While increasing immigration should help strengthen the economy, it may also create challenges for the real estate sector. In particular, it will increase competition for rentals, making it harder for tenants to find, and secure, a home. Here we take a closer look at this issue and what you should expect to see as immigration rates rise.
At the aforementioned Jobs and Skills Summit, the Australian Government committed to increasing the country’s permanent skilled migration rate. Previously set at 160,000, Australia will now welcome up to 195,000 new skilled migrants in 2022/23. This is in addition to the 500,000+ international students that are currently enrolled in Australian educational institutions.
For those wishing to migrate to Australia, there are certain eligibility criteria they need to meet. Most significantly, they need to be qualified to practice or study one of the eligible skilled occupations. This list includes everything from Accountants and Actuaries to Welders and Wood Workers, and even Zookeepers.
Noting this requirement, most migrants are likely to settle in a capital city or large regional centre. This is because that is where they are most likely to find a job that suits their skills and experience. That said, some visa classes will require them to move to more remote locations where their skills are most required.
In Australia, the net international migration rate is the main driver of population growth. This was highlighted recently when the closing of international borders caused the annual population growth rate to drop to 0.1%. It also means that overseas migrants significantly contribute to the growing demand for housing, both to rent and to own.
Ideally, increases in the demand for properties would be balanced against increases in the supply of new homes. However, this is not always the case, and demand often significantly outstrips supply, resulting in a shortage. This increases the competition for available properties which, in turn, puts upward pressure on prices.

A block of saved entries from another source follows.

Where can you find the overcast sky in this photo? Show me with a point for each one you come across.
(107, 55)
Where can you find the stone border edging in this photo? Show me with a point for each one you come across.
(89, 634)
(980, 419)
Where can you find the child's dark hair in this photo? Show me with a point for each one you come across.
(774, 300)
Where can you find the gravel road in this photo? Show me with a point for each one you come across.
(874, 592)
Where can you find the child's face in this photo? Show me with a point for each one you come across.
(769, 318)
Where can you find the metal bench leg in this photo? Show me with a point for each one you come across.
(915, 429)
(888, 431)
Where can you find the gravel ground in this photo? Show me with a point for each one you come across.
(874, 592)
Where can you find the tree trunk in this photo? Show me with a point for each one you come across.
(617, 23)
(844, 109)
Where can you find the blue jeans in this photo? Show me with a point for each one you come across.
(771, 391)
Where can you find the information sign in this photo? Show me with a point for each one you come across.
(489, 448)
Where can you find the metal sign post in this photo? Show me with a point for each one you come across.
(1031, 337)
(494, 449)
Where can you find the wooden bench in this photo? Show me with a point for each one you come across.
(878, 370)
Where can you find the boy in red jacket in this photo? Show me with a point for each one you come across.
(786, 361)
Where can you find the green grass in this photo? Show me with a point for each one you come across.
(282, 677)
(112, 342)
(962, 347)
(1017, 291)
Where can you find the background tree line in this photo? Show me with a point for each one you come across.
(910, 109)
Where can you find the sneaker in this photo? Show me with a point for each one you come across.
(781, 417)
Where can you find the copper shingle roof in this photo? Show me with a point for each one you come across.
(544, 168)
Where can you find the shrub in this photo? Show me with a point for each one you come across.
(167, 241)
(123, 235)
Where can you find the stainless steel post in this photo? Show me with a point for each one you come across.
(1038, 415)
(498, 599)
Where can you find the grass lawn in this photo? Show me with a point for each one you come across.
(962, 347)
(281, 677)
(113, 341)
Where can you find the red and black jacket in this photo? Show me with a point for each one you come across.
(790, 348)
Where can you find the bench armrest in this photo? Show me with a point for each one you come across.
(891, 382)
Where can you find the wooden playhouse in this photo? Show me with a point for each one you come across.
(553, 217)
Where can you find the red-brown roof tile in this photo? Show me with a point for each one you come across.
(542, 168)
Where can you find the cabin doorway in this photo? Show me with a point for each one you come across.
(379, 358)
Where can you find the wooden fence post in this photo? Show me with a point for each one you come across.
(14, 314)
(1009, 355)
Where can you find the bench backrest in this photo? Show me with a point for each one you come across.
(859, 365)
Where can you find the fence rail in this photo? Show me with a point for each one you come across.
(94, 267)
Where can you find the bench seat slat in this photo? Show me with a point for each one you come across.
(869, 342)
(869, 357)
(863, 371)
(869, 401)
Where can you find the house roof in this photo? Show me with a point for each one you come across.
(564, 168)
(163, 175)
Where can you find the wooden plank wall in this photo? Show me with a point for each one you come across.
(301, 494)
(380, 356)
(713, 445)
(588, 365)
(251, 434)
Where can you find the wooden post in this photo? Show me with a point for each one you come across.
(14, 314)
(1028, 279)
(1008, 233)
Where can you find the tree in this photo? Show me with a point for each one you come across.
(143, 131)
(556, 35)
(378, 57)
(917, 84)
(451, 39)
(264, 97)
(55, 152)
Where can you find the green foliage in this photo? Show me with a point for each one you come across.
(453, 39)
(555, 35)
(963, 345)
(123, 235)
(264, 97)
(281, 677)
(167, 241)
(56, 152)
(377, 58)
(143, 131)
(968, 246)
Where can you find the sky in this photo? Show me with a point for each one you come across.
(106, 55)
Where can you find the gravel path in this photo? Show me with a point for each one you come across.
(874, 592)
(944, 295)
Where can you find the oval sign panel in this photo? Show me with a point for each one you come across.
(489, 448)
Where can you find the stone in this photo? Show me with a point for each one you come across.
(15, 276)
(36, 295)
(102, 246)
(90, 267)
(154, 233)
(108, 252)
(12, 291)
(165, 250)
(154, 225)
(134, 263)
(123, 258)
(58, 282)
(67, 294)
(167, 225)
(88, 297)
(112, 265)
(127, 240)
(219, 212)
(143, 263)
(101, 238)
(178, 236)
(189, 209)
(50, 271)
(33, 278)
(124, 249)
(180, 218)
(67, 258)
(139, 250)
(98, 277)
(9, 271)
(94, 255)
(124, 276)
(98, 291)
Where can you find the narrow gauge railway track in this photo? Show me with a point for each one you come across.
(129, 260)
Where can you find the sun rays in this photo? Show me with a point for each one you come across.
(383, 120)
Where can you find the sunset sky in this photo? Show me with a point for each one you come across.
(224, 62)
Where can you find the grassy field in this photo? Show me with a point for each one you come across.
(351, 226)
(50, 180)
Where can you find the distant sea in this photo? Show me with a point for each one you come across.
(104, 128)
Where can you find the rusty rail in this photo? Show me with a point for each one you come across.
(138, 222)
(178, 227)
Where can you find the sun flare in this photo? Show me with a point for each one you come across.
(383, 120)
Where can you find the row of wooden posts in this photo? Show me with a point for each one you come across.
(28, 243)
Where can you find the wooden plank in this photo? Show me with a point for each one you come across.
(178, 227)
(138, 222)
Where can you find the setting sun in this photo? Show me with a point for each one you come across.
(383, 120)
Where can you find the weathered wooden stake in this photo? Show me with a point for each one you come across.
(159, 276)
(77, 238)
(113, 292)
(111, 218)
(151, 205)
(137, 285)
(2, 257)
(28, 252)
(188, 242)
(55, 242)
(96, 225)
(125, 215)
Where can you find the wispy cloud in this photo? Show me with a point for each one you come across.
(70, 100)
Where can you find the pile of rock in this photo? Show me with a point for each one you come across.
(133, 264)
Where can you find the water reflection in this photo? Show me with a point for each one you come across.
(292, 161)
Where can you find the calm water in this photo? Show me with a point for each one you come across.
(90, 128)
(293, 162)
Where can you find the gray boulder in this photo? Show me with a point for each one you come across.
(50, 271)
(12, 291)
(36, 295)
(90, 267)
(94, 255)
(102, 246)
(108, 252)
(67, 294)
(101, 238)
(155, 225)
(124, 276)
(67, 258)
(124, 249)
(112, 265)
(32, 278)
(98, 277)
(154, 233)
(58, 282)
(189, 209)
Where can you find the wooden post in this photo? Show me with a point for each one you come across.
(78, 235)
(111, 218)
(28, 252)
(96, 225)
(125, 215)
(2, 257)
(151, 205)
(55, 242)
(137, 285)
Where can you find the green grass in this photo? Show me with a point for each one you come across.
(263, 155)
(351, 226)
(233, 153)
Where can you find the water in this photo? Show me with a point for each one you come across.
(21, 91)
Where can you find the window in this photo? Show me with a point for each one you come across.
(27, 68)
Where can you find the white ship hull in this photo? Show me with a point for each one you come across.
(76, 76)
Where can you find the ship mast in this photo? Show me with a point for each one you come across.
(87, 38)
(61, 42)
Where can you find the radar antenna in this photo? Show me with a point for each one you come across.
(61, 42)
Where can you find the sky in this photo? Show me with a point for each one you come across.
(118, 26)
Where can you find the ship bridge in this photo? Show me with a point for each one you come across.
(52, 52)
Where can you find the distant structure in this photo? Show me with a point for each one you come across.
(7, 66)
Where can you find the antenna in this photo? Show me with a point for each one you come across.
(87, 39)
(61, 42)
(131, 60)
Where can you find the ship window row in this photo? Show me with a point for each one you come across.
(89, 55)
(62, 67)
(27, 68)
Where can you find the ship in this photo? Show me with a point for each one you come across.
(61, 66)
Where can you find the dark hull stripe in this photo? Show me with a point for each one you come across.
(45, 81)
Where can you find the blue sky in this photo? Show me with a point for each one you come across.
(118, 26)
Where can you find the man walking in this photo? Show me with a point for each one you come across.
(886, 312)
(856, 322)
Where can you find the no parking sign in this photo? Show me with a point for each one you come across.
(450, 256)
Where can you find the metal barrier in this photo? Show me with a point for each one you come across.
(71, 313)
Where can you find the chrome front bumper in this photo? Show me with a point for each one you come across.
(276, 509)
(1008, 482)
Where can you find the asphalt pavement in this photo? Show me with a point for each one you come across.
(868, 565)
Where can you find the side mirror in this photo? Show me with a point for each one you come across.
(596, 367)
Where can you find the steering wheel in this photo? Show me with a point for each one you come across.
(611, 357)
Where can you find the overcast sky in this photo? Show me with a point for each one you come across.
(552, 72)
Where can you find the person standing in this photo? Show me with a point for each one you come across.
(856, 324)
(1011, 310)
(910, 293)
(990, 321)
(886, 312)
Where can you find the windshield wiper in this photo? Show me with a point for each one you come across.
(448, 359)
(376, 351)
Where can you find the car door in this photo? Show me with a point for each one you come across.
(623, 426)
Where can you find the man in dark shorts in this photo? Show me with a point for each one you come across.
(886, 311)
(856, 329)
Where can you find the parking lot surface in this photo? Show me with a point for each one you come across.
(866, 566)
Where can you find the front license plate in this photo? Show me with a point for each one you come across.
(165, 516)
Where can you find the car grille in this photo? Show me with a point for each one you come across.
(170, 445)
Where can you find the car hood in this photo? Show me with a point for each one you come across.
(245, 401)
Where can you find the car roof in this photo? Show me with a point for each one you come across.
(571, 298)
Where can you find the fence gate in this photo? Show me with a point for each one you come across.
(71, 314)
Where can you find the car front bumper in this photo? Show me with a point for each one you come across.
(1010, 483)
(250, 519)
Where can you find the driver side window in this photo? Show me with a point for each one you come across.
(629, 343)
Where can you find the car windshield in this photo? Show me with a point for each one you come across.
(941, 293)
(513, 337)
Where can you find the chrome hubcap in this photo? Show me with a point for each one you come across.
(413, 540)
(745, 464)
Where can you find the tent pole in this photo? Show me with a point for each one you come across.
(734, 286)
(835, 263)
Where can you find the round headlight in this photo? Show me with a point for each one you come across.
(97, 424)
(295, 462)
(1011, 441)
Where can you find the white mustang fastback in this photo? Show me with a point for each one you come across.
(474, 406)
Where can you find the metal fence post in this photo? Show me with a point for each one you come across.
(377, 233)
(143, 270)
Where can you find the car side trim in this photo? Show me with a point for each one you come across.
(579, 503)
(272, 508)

It is also worth noting that, while overseas migration has traditionally impacted the larger capitals, other areas experience knock-on effects. This is because, as the population grows in one city, properties become less affordable, congestion increases, and liveability declines. In response, existing residents start looking for better value and amenities in other locations, which leads to increased domestic migration.
The Brisbane rental market is the perfect illustration of the potential impact increased immigration could have. According to CoreLogic data, Brisbane is already one of Australia’s tightest rental markets, with a vacancy rate of 0.9% (as of September 2022). This has had a significant impact on rental prices, with the median rent in Brisbane increasing 13.5% over the last year.
One of the biggest reasons for this is Brisbane’s popularity with domestic migrants. In fact, in 2020, when most other capitals recorded net losses, Brisbane welcomed approximately 13,000 new residents, mostly from interstate. While this trend is expected to ease, forecasts suggest Brisbane will have average annual net domestic migration of 8,750 over the next 5 years.
At the same time, with international borders now open, Brisbane will also start to see the return of overseas migrants. The same forecasts suggest that Brisbane will have an average annual net overseas migration of around 16,250. This means that there will be an average of 25,000 additional people looking for somewhere to live each year.
This will only add further heat to what is an already hot market. It will also disproportionately affect the rental market, as most new arrivals prefer to rent while they settle in.